期刊名称:Proceedings of the National Academy of Sciences
印刷版ISSN:0027-8424
电子版ISSN:1091-6490
出版年度:2004
卷号:101
期号:44
页码:15573-15578
DOI:10.1073/pnas.0406911101
语种:English
出版社:The National Academy of Sciences of the United States of America
摘要:To exploit the huge potential of whole-genome sequence information, the ability to efficiently synthesize long, accurate DNA sequences is becoming increasingly important. An approach proposed toward this end involves the synthesis of {approx}5-kb segments of DNA, followed by their assembly into longer sequences by conventional cloning methods [Smith, H. O., Hutchinson, C. A., III, Pfannkoch, C. & Venter, J. C. (2003) Proc. Natl. Acad. Sci. USA 100, 15440-15445]. The major current impediment to the success of this tactic is the difficulty of building the {approx}5-kb components accurately, efficiently, and rapidly from short synthetic oligonucleotide building blocks.

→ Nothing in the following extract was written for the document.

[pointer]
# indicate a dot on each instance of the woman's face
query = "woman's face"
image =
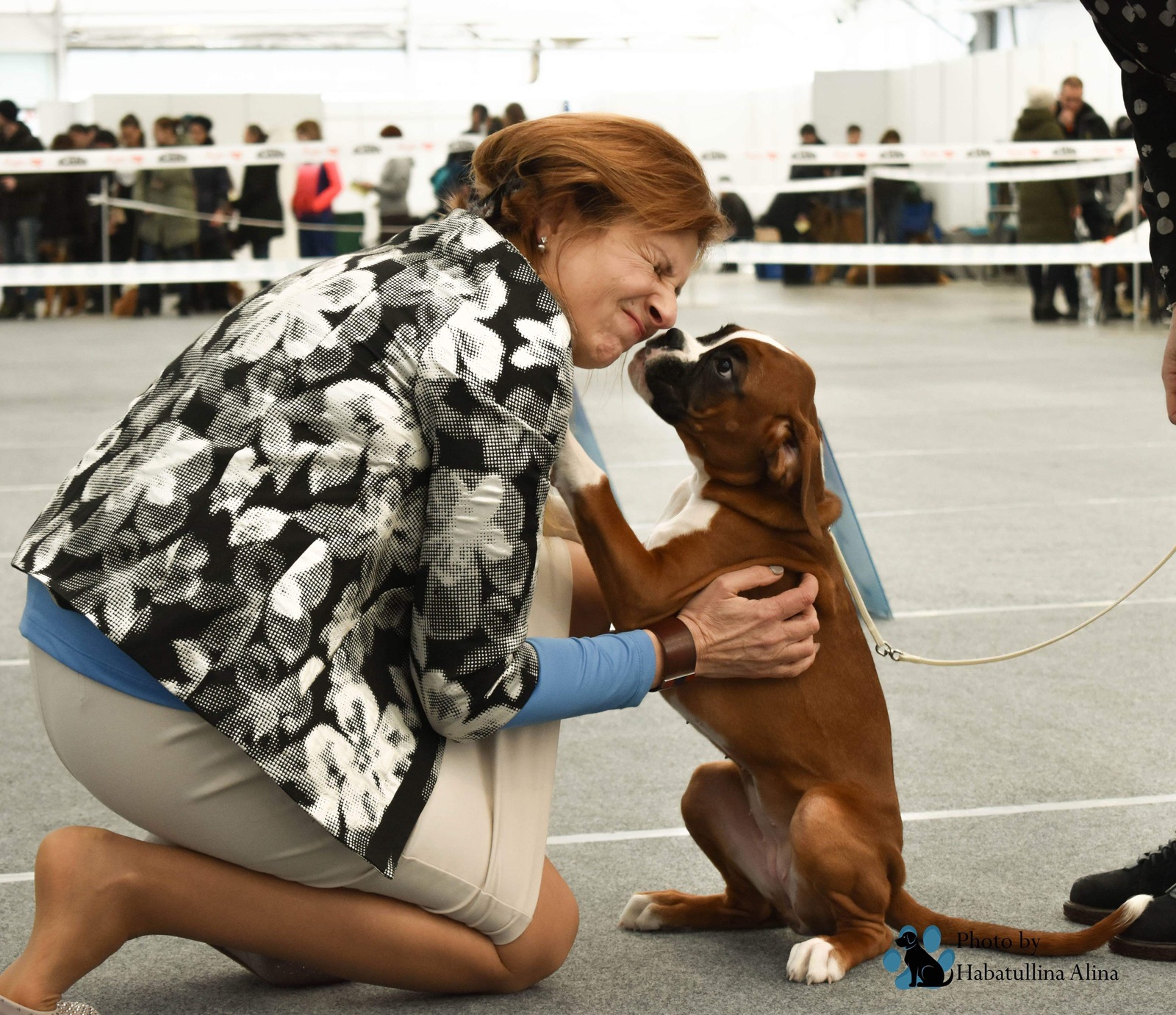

We have developed and implemented a strategy for the high-throughput synthesis of long, accurate DNA sequences. Unpurified 40-base synthetic oligonucleotides are built into 500- to 800-bp "synthons" with low error frequency by automated PCR-based gene synthesis. By parallel processing, these synthons are efficiently joined into multisynthon {approx}5-kb segments by using only three endonucleases and "ligation by selection." These large segments can be subsequently assembled into very long sequences by conventional cloning. We validated the approach by building a synthetic 31,656-bp polyketide synthase gene cluster whose functionality was demonstrated by its ability to produce the megaenzyme and its polyketide product in Escherichia coli.